SpectraSherpa brings transparent, reproducible multivariate analysis to spectroscopists and analytical chemists. Build visual analysis pipelines, train and deploy calibration models, and extend with custom Python — all without your data leaving your machine.

## Why SpectraSherpa?

- **Transparent algorithms** — Open source means every preprocessing step, decomposition, and calibration model is auditable. No black boxes.
- **Data stays on your machine** — Built for IP-sensitive labs in pharma, semiconductor, food science, and materials. Network egress is denied by default.
- **No coding required** — Visual drag-and-drop workflow builder with over 60 processing nodes. Go from raw spectra to a deployed PLS model without writing Python.
- **Extensible when you need it** — Export any workflow to standalone Python or Jupyter notebooks. Add custom nodes via plugins or drop-in scripts.
- **Modern metadata management** — Versioned projects, experiments, workflows, and model artifacts with full provenance tracking and audit trails.
- **AI-ready** — Built-in chat assistant connects to any OpenAI-compatible endpoint you choose (bring your own key and URL). Full AI advisor with agentic tools, peak identification, code generation, and contextual workflow analysis [available via subscription](https://spectrascientific.ai).

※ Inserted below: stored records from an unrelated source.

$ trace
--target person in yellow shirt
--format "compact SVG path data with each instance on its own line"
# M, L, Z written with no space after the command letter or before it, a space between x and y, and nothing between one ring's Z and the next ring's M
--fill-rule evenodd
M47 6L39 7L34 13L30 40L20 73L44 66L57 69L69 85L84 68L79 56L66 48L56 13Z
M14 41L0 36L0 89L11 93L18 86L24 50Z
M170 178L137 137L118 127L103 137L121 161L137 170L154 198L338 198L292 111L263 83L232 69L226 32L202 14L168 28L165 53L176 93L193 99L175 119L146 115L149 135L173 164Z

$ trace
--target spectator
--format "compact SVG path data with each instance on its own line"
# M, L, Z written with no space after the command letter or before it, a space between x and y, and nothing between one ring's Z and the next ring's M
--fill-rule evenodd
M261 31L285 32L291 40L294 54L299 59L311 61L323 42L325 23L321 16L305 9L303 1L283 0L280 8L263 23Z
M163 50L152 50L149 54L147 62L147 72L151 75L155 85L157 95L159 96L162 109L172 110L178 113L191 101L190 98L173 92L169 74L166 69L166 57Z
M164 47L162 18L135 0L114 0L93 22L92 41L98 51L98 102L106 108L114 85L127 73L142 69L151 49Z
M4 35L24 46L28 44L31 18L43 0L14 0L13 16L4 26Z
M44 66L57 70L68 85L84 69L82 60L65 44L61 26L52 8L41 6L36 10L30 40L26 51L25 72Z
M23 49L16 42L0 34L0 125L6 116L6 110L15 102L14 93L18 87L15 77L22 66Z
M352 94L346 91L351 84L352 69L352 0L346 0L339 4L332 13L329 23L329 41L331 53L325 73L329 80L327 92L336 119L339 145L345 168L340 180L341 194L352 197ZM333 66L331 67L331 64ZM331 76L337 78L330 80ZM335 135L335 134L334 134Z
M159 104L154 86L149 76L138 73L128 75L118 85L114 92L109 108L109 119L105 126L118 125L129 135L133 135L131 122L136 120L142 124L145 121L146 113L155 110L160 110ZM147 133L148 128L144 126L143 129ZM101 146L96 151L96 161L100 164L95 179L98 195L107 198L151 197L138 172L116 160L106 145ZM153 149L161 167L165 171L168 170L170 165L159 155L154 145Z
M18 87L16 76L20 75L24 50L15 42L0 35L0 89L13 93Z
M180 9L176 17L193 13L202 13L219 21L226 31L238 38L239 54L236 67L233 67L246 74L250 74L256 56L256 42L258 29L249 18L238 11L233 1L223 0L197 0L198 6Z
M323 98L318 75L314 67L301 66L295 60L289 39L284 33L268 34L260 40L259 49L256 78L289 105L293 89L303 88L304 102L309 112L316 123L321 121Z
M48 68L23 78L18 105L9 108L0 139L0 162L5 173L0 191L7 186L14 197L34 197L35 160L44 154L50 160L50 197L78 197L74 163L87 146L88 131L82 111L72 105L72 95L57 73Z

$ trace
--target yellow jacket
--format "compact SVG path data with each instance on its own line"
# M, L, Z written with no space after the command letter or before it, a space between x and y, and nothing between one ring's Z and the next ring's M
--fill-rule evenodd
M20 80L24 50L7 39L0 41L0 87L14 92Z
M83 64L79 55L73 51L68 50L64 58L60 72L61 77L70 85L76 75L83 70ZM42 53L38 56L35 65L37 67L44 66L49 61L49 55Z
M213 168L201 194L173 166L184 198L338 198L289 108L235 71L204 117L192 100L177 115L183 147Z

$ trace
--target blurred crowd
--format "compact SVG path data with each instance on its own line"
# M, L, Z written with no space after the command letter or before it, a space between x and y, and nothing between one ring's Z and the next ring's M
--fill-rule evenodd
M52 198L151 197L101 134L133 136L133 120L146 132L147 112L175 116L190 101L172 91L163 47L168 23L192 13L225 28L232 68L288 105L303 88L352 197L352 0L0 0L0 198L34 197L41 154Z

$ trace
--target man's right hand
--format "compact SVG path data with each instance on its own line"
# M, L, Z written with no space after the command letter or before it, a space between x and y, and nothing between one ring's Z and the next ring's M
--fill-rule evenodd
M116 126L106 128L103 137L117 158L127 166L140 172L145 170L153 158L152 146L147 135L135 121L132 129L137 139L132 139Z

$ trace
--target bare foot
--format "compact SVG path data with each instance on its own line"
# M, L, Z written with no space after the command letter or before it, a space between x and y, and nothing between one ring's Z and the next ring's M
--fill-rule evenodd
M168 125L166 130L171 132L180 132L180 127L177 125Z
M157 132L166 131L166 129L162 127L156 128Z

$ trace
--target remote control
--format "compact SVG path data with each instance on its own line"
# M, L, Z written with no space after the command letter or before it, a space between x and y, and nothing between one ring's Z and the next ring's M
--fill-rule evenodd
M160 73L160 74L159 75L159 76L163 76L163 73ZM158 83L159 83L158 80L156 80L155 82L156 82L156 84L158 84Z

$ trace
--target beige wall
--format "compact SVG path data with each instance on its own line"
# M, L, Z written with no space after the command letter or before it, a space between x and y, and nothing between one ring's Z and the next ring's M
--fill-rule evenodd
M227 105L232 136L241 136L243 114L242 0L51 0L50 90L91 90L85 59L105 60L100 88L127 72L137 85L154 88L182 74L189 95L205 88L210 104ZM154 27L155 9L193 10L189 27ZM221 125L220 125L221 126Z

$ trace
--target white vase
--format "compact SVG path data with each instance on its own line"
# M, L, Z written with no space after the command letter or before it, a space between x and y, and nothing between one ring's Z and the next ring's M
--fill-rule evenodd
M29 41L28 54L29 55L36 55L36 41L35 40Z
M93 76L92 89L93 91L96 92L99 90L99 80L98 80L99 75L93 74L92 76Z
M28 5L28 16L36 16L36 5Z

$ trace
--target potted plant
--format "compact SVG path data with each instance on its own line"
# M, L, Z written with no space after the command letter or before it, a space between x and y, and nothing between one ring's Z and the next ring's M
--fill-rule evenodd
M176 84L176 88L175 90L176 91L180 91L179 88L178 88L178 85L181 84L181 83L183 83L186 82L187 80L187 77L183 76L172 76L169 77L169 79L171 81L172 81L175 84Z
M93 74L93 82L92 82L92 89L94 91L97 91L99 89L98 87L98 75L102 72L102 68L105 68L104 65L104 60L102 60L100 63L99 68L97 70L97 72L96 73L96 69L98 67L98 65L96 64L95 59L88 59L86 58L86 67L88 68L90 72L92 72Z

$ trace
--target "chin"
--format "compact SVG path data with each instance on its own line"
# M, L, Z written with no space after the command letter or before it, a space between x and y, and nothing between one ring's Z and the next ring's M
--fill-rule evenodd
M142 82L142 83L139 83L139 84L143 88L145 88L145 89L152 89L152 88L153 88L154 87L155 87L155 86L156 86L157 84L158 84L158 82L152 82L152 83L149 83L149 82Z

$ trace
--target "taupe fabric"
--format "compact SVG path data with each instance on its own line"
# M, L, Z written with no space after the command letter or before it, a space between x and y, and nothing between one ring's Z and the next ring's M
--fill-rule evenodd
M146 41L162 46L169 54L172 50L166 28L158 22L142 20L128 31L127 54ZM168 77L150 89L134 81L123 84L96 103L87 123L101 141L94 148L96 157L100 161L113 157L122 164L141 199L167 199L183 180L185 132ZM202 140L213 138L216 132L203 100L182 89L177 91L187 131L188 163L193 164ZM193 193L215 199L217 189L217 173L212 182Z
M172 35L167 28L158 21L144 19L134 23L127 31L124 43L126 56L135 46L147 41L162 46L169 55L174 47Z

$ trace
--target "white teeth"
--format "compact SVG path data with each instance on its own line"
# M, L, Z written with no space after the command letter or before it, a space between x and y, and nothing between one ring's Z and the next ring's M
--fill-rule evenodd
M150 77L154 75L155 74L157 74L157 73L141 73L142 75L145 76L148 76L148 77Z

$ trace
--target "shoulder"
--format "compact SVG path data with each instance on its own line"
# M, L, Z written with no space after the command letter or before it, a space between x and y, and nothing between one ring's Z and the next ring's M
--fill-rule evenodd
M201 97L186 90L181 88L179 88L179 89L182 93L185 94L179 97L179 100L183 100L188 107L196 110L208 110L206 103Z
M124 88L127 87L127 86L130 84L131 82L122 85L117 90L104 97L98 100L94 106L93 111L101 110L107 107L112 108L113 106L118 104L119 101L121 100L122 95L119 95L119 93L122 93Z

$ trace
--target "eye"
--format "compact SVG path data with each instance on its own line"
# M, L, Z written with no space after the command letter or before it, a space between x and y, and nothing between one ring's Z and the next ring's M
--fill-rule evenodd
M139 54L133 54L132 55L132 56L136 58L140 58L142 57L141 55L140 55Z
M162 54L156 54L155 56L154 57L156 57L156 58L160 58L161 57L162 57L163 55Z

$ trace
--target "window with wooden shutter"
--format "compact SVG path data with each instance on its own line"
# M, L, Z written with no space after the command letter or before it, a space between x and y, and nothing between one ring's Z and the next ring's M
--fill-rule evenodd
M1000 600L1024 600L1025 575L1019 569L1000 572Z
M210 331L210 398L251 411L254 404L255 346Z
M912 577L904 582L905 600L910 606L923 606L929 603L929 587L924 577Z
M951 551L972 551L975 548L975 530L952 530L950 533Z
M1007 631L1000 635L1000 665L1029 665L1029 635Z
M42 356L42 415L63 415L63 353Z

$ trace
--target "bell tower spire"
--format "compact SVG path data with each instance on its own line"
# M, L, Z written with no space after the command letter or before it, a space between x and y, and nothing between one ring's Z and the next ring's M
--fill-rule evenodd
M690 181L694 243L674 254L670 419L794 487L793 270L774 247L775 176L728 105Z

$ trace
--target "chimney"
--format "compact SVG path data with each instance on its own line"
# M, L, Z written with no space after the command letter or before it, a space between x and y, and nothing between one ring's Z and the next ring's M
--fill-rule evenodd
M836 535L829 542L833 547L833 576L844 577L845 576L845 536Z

## For Python data analysts and chemometricians

If you already analyze spectra in Python — whether using scikit-learn, pandas, or your own scripts — SpectraSherpa is built to match your methods, not replace them.

**The math matches what you already know.**
PCA, PLS, MCR-ALS, and classification nodes produce results validated side-by-side against scikit-learn reference outputs. The [PCA reproduction study](docs/user/case_study_pca.md) shows the exact numerical comparison on a standard dataset — same parameters, same results, verified to five decimal places.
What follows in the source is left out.